DJ Scientist is known as having one of the biggest record collections in Germany, while Fulgeance is a versatile producer from France. Both have utilized Scientist’s extensive collection of Soviet Union-era records, which brings together instrumental Hip Hop and communism like never before. It’s a pleasant change from the usual European beat-wizards compiling their favorite New York rappers on to one album. Distant Starr appears on “You Know”, and Blu teams with Open Mike Eagle on “From Lithuania with Love” which I found underwhelming. It’s the instrumental tracks that prove more fruitful.
There’s evidence of the tense political situation surrounding Russia at the moment, whether it be song titles like “The Spy”, “Liberation March” and “Youth Brigade”, the title of the album itself, or the places that Scientist and Fulgeance take the listener through their music. The plodding piano of “Lost in Tyumen” is workmanlike and depressive, reflective of a society fearing the huge nation across the border that currently strikes fear into Ukraine, Lithuania et al. “Glorious Times” is more upbeat yet still has undertones of doom, as does “All Equal” – the latter sounding like the equivalent of a rain-sodden bus trip through Tbilisi. “The Spy” even uses an interview with somebody well-informed on Russian spy activity in the United States.
“The Soviet Tape” is an intriguing listen, especially if you have an interest in international politics. It evokes a mood that for the sake of this review, I’m going to attribute to what many must be feeling in a tiny nation that is effectively powerless to a Russian invasion. The source material is derived from Soviet Union vinyl from many years ago, but it also remains relevant given Russia’s recent political problems (Ukraine, the poisoning of Alexander Litvinenko, shooting of Boris Nemtsov, Friday’s Montenegro vs. Russia soccer match which was abandoned due to missiles being thrown at players).

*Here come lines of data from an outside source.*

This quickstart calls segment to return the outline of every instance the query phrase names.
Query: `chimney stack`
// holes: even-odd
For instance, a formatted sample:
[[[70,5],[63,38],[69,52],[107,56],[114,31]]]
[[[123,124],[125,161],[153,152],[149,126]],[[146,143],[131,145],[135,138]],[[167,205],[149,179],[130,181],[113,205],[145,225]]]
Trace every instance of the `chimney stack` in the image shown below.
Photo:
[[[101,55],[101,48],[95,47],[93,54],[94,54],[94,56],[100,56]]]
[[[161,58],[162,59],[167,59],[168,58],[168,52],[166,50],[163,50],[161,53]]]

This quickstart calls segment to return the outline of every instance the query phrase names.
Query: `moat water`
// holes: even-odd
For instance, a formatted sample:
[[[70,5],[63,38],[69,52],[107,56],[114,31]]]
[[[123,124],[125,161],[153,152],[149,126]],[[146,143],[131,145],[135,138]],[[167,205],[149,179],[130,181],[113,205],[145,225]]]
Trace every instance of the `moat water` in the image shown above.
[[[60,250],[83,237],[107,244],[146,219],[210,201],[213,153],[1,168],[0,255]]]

For those with the mentality that a beat must have an emcee – this album may not change your opinion but it reminds us all that there is actually a hefty imbalance in Hip Hop when you consider the musical elements of this culture. Nobody checks for a DJ these days – it’s all about the producers. It’s easy to forget that DJs were producers and guys who could cut and scratch. With DJ Scientist and producer Fulgeance coming together, we’re treated to an instrumental album that proves Hip Hop can still be rewarding without rap, and it’s difficult to imagine an artist spitting bars on “Imperialist Monsters”, because it’s so enjoyable without lyrics that it would suffer if it did.
It may be easy to ignore the former Soviet Union countries like Lithuania geographically, but “The Soviet Tape” is worthy of some attention for having the balls to share music influenced from a period of time many Hip Hop fans in Europe will want to forget.